Oracle is announcing today what it’s calling “Oracle Big Data SQL”. As usual, I haven’t been briefed, but highlights seem to include:
- Oracle Big Data SQL is basically data federation using the External Tables capability of the Oracle DBMS.
- Unlike independent products — e.g. Cirro — Oracle Big Data SQL federates SQL queries only across Oracle offerings, such as the Oracle DBMS, the Oracle NoSQL offering, or Oracle’s Cloudera-based Hadoop appliance.

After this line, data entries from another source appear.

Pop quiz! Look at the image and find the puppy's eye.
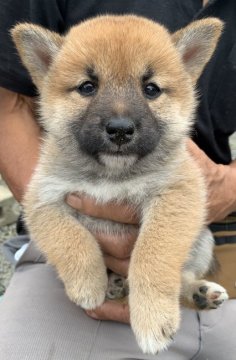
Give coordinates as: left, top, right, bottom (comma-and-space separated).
76, 81, 97, 96
143, 83, 162, 100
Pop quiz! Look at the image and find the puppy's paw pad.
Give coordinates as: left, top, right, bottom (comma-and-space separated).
193, 281, 228, 310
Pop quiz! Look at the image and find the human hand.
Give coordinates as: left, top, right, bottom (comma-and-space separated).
66, 194, 139, 276
187, 140, 236, 224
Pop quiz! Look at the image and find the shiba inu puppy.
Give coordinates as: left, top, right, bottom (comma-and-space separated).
12, 16, 227, 353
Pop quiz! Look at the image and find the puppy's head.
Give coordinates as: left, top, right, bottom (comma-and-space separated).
12, 16, 222, 174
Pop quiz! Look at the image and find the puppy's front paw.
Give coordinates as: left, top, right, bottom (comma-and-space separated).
192, 280, 229, 310
65, 266, 107, 310
130, 295, 180, 354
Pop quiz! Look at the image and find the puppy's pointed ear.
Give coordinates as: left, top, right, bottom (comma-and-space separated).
11, 23, 63, 89
172, 18, 223, 83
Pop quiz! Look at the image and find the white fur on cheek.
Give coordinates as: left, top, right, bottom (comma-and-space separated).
99, 154, 137, 170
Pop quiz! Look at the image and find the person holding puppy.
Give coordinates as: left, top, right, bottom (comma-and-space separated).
0, 1, 236, 359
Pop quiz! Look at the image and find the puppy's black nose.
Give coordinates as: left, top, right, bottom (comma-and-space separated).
106, 118, 135, 146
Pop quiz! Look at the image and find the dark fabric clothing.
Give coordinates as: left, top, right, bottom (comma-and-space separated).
193, 0, 236, 164
0, 0, 236, 164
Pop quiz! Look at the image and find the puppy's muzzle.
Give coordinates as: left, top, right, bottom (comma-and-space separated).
105, 117, 135, 146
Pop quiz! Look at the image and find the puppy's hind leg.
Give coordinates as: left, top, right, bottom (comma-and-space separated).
181, 228, 228, 310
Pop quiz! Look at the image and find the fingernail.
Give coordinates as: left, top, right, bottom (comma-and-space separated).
86, 310, 98, 319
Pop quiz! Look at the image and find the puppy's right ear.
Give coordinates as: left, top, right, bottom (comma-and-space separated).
11, 23, 63, 90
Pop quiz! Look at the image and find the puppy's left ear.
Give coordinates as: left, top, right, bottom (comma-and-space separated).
11, 23, 63, 90
172, 18, 223, 83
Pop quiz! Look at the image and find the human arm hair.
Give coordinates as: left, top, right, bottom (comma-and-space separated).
0, 87, 41, 202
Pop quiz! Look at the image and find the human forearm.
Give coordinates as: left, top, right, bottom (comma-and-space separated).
0, 88, 40, 201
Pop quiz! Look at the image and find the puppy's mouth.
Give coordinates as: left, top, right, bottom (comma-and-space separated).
99, 150, 138, 171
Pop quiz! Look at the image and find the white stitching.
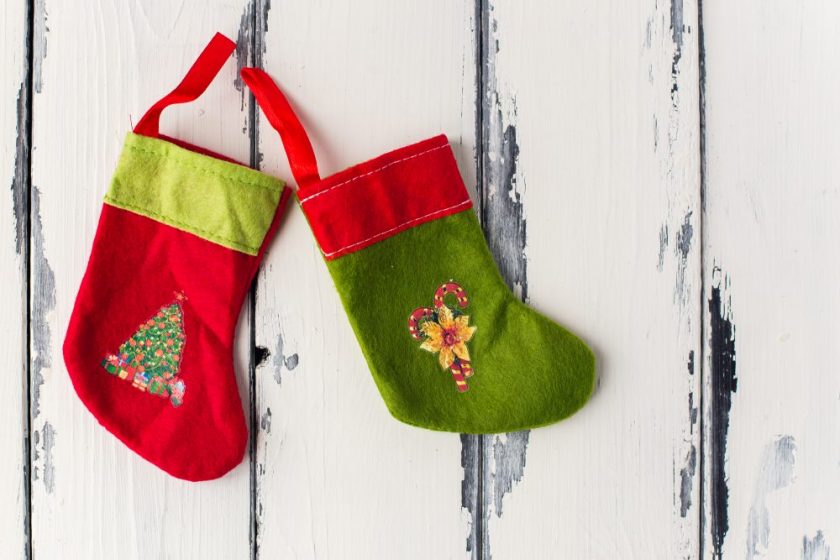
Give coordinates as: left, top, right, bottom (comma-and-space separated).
324, 198, 470, 257
300, 144, 449, 204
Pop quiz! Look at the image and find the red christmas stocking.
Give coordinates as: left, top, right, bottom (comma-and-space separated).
64, 34, 289, 480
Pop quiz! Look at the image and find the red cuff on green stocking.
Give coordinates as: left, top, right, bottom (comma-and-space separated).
243, 69, 595, 433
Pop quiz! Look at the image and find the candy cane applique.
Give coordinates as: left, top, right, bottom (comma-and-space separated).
408, 280, 476, 393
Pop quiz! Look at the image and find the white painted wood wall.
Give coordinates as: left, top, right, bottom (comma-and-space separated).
0, 0, 840, 560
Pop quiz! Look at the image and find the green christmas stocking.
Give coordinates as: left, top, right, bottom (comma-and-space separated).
243, 69, 595, 433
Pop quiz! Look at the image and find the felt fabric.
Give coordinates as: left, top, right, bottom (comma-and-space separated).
64, 34, 290, 481
298, 135, 472, 260
327, 208, 595, 433
64, 195, 288, 481
242, 69, 595, 433
105, 133, 283, 255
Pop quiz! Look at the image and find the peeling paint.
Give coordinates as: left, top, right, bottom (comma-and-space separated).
708, 268, 738, 559
41, 422, 56, 494
254, 346, 271, 367
747, 436, 796, 559
271, 333, 300, 385
482, 118, 528, 300
802, 531, 831, 560
461, 434, 482, 558
12, 82, 29, 255
233, 0, 271, 99
493, 430, 531, 517
656, 224, 668, 272
688, 391, 700, 434
30, 185, 55, 418
680, 445, 697, 517
478, 7, 528, 300
32, 0, 50, 93
260, 407, 271, 434
671, 0, 685, 97
32, 422, 56, 494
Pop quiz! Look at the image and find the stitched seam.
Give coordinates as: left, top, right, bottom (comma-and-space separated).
105, 196, 258, 251
300, 144, 448, 204
324, 198, 470, 257
126, 144, 276, 190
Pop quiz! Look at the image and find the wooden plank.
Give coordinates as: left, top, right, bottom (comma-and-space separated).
703, 0, 840, 560
251, 0, 476, 558
482, 0, 701, 558
31, 0, 250, 558
0, 2, 29, 558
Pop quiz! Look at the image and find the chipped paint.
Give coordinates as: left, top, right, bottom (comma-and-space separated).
479, 5, 528, 300
30, 186, 55, 418
41, 422, 56, 494
656, 224, 668, 272
491, 430, 531, 517
32, 422, 56, 494
254, 346, 271, 367
671, 0, 685, 97
260, 407, 271, 434
708, 268, 738, 559
674, 210, 694, 303
461, 434, 483, 558
271, 333, 300, 385
680, 445, 697, 517
802, 531, 831, 560
461, 0, 530, 559
233, 0, 271, 98
12, 82, 30, 255
32, 0, 50, 93
747, 436, 796, 559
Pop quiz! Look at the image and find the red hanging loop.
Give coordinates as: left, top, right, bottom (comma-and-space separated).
241, 68, 321, 187
134, 33, 236, 138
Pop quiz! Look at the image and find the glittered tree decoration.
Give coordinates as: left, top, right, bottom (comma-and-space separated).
102, 292, 187, 407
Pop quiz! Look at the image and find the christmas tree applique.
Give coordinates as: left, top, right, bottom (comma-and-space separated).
102, 292, 187, 407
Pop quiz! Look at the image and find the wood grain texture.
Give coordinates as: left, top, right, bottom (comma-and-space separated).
703, 1, 840, 560
256, 1, 476, 558
30, 1, 250, 559
0, 2, 30, 558
0, 0, 840, 560
485, 0, 701, 559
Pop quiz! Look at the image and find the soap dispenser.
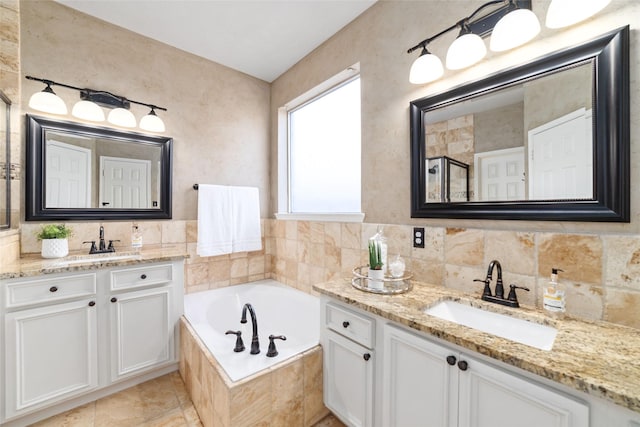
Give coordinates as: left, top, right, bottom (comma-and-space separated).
543, 267, 565, 313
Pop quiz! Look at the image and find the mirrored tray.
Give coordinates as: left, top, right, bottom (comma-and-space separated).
351, 265, 413, 295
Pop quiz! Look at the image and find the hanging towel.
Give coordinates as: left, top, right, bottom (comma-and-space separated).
196, 184, 262, 257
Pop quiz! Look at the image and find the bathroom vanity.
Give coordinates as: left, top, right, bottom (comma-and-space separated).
314, 281, 640, 427
0, 249, 184, 425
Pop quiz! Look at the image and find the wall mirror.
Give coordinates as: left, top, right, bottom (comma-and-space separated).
410, 27, 629, 222
25, 115, 173, 221
0, 91, 11, 230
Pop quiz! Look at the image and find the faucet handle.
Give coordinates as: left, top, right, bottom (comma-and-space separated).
224, 331, 244, 353
82, 240, 98, 255
507, 283, 529, 307
473, 278, 491, 297
267, 335, 287, 357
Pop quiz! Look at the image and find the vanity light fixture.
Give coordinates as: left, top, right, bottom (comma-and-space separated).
26, 76, 167, 132
545, 0, 611, 28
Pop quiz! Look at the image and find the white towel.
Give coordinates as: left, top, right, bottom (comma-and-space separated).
196, 184, 262, 257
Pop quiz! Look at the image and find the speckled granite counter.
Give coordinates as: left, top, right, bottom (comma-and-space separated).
0, 244, 188, 280
313, 280, 640, 412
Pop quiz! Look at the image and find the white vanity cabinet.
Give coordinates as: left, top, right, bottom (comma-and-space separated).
382, 324, 589, 427
0, 260, 183, 425
321, 303, 375, 427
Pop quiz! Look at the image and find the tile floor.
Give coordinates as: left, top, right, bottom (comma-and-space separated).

- Also unlike independent products, Oracle Big Data SQL is claimed to be compatible with Oracle’s usual security model and SQL dialect.
- At least when it talks to Hadoop, Oracle Big Data SQL exploits predicate pushdown to reduce network traffic.
And by the way – Oracle Big Data SQL is NOT “SQL-on-Hadoop” as that term is commonly construed, unless the complete Oracle DBMS is running on every node of a Hadoop cluster.
Predicate pushdown is actually a simple concept:
- If you issue a query in one place to run against a lot of data that’s in another place, you could spawn a lot of network traffic, which could be slow and costly. However …
- … if you can “push down” parts of the query to where the data is stored, and thus filter out most of the data, then you can greatly reduce network traffic.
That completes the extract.